Очарована и поймана.

Я захихикала.

— Степа, а помнишь! А ну-ка вспомни! Лето одно.

…Лежать на полу, щекой на холодном паркете. Любить лето. Молодые друзья бредят где-то вверху, позвякивают, восклицают. Лежать, улыбаясь, знать — юность щедра как! Это просто течение молодой крови. И всем одинаково отпущено. Невзирая на таланты. Было лето, начало июля. Было очень жарко. Гости приходили целый день. Приятно было ходить босиком, хотя в коридоре надо было обуваться, потому что там всегда грязно и темно. И Степа был красивый, хвастливый, в тонкой шелковой рубашке!

— Ты был в белой шелковой рубашке!

— Точно! Вспомнил!

— У тебя были очень румяные щеки и противно красные губы, прости! И очень блестели глаза, я помню!

— С чего это «противно красные губы»?

— Ты меня втайне раздражал, но это не мешало дружить. С тобой было дико и весело!

— Нет, нет, с чего это у меня были «противно красные губы»?

— Не знаю, Степ, ну слащавая мордашка была, ну и всё! Эти карие блестящие глазки. Глупые.

— Чего??

— Ну, Степ, ну глуповатый ты был, ты же хвастун вспыльчивый, ну, Степ, дело не в этом! Леонард!

— Ну это ладно, но чё у меня были?..

— Степан, если мы не вспомним, мы уже никогда не вспомним. Оно и так ускользает. Леонард. Костистое лицо. Сценограф. Забрел.

— Блин, губы мои красные!

— Ты пришел позже, а я к тебе сразу же метнулась, зашептала, давай, выводи от меня этого Леонарда.

Взяла да и вспомнила. Ни с того ни с сего. Пришел этот Леонард, назвался художником. Высокий. Лицо из костей. Стал говорить про искусство, ужас, я стала чесаться — времени было мало, лето было золотое, и в дальнем углу моей комнаты мне давно уже нравился один с круглой головой, а Леонард навис со своим искусством, с костями лица. Я терпеливо слушала, и вдруг он сказал, что знает, кем я была в прошлой жизни.

Я так поразилась, что вначале прослушала, что он мне объясняет про мою жизнь. Я оцепенела. Я до этого костяного Леонарда не знала, что бывают еще какие-то прошлые жизни. Я думала, что мы один раз родимся на земле, а потом уходим с нее навеки кто в рай, кто в ад.

— Ты меня не слушаешь, а тебе бы надо послушать, — сказал Леонард и, взяв меня за плечо, заглянул мне в глаза с тревогой.

Я подняла плечо, как будто у меня сколиоз, я послала дрожащую улыбку тому, круглоголовому, но тот не заметил. Это была хиро… другое, забыла что, гаданье, или нерусская вера, шаренье по судьбе. Хотя, предположим, он в самом деле знает все это насквозь, но ведь тут, среди лета, в моей чистенькой комнатке все собрались просто так, посидеть, жмурясь от света, лениво переглядываясь, кивая на сказанное, слегка засыпая от переизбытка тепла, внезапно вскидываясь, гоня сон, глядя на ровный свет лета, захотеть чаю и обернуться к ближайшему, чтоб попросить и нечаянно заглядеться на его лицо, и снова незаметно задремать, а этот взял и навис.
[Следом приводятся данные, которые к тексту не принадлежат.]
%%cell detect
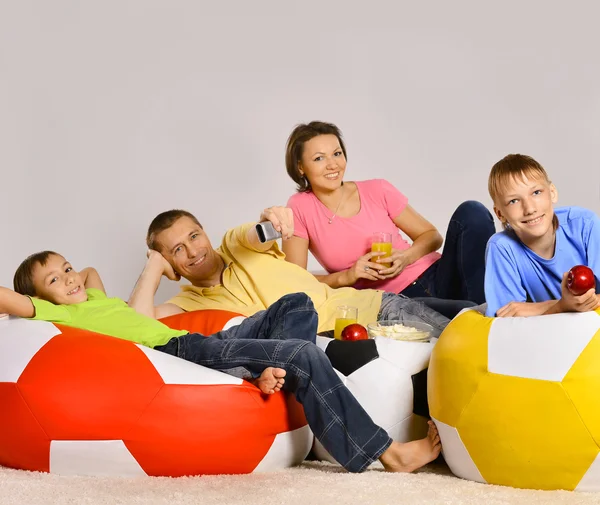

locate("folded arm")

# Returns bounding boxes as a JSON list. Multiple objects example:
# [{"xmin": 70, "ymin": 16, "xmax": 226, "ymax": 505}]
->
[
  {"xmin": 127, "ymin": 251, "xmax": 184, "ymax": 319},
  {"xmin": 0, "ymin": 287, "xmax": 35, "ymax": 317},
  {"xmin": 79, "ymin": 267, "xmax": 106, "ymax": 294}
]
Он сказал, Леонард, что в прошлой жизни я была молодой девушкой из рабочего поселка. Я ходила в платочке, была очень тихая, незаметная. Потрясенная, я поняла, что в том рабочем поселке была красная кирпичная стена и на ту стену после полудня сильный лился летний свет. А моя тихая девушка как раз там проходила, мимо стены, и, отраженный, он щедро пролился на все ее незаметное лицо. Смутила меня жалость к самой себе, но жалость была горькая, как к дочке-неудачнице.
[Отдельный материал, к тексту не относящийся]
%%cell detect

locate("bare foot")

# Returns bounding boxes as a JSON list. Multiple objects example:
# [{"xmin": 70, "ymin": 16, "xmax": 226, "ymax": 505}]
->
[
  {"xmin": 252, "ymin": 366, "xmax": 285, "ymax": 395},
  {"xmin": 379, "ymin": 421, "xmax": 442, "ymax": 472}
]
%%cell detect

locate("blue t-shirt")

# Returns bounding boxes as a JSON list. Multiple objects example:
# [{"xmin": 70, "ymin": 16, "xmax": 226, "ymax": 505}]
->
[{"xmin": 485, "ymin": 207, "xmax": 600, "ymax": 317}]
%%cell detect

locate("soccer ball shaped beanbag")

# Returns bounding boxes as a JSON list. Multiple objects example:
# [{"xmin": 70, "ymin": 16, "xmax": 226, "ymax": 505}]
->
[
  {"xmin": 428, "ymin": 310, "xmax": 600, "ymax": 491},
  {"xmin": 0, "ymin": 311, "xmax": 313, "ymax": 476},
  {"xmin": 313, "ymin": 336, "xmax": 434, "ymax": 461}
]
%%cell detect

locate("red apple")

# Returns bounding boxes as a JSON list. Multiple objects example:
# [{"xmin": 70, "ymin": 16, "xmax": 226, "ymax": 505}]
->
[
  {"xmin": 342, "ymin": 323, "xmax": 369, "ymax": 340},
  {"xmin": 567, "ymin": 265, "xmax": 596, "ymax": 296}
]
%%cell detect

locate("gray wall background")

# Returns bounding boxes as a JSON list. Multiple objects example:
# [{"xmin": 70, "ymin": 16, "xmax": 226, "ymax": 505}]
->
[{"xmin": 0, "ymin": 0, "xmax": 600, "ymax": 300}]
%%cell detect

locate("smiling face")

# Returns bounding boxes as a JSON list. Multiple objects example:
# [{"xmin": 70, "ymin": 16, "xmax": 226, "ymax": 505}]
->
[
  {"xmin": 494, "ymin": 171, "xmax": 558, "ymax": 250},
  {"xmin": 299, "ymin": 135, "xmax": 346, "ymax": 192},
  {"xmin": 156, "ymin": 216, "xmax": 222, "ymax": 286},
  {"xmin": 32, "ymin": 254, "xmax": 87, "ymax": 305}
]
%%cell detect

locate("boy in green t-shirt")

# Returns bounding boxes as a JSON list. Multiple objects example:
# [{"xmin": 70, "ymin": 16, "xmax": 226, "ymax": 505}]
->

Сама себя не видя, она была и в родном поселке незаметна. Ни обижать, ни любить было некому. От неразвитости она сама не понимала, как сильно она любит свою бедняцкую жизнь. Но в ней был покой. Ведь она ничего не просила, не знала, что ей положено. Она жила без чувств и без мыслей. Как будто бы даже и не слыша и не видя ничего, даже резких, коротких радостей горькой рабочей жизни, даже как будто не догадываясь о дерзновенных помыслах дикой юности и тихом, уверенном счастье младшего детства. Только попадала иногда случайно в полоску полдневного света, но так же и выходила из нее, не жалея и не оглядываясь. Я спросила про это у ведуна. Помолчав, он сказал, что сейчас расскажет конец моей прошлой жизни. Поэтому он совсем приблизил свое лицо к моему и я не могла не смотреть на все эти провалы и тоскливые костяные выступы под лицевой его кожей.
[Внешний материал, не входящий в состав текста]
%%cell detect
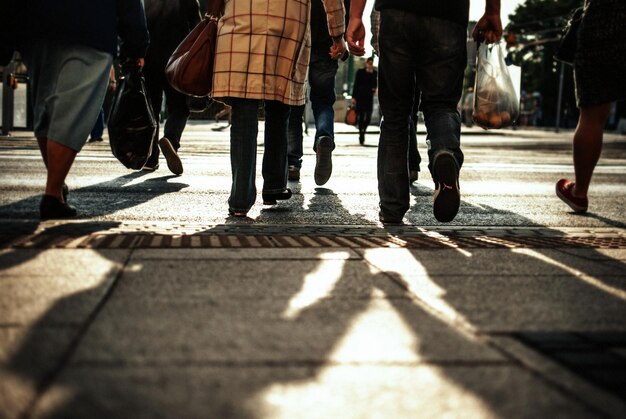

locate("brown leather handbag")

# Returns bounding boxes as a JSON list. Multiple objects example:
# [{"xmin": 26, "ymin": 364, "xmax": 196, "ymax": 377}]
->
[{"xmin": 165, "ymin": 0, "xmax": 224, "ymax": 96}]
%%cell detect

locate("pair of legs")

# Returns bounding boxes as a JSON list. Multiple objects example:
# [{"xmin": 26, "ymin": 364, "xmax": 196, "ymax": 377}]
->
[
  {"xmin": 24, "ymin": 41, "xmax": 113, "ymax": 218},
  {"xmin": 378, "ymin": 9, "xmax": 467, "ymax": 221},
  {"xmin": 572, "ymin": 103, "xmax": 611, "ymax": 198},
  {"xmin": 143, "ymin": 58, "xmax": 190, "ymax": 174},
  {"xmin": 228, "ymin": 98, "xmax": 289, "ymax": 214},
  {"xmin": 288, "ymin": 50, "xmax": 339, "ymax": 169}
]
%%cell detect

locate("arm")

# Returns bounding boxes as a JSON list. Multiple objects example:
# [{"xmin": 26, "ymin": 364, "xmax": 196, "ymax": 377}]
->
[
  {"xmin": 187, "ymin": 0, "xmax": 202, "ymax": 31},
  {"xmin": 117, "ymin": 0, "xmax": 150, "ymax": 61},
  {"xmin": 472, "ymin": 0, "xmax": 502, "ymax": 43},
  {"xmin": 346, "ymin": 0, "xmax": 367, "ymax": 56},
  {"xmin": 322, "ymin": 0, "xmax": 346, "ymax": 60}
]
— Вы были простая, простая, — заговорил он, ловя мой взгляд. — Не было там никакой стены. Она работала на заводе, приходила, ела невкусное. Другие молодые идут гулять на всю ночь, а она спать ложилась, в тишине совершенно одна, утром, с зарей, на завод. Вы умерли молодой, одинокой, никем не замеченной.